The consensus vote of the General Assembly’s 191 members marked the final hurdles in negotiations that began in 1997 but moved at a glacial pace as both Phnom Penh and UN negotiators wrestled over the final make-up of the tribunal.
“The agreement has been approved by the General Assembly of the United Nations so the next step is to sign it,” Corell told reporters upon arrival at Phnom Penh International Airport.
“It has been a long process so far. But I think that now we are in a different setting,” Corell said.
The UN pulled out of trial negotiations in February 2002, but a resolution by its members put the tribunal back on the table this year.
Corell noted that after the agreement is signed today, it must be ratified by the Cambodian National Assembly.
He said, “There are a number of practical things that have to be done, but of course we have to see first what the National Assembly” decides.
The Assembly, however, has been paralyzed in past weeks by a lack of quorum, as the July 27 general elections approach.

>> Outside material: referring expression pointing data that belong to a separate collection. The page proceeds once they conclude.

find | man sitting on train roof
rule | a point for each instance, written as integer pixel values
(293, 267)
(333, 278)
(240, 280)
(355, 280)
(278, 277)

Observers say it is unlikely the trial agreement will be debated until the new government is announced in September.
Corell also said issuance of the first Khmer Rouge indictments would be an issue for co-prosecutors to decide.
“It’s far too early. It is the prosecutor who will decide that, or, in this case, the co-prosecutors,” Corell said.
“[The co-prosecutors] would have to get organized first and then decide on a strategy and come to a conclusion on how they will proceed,” he said.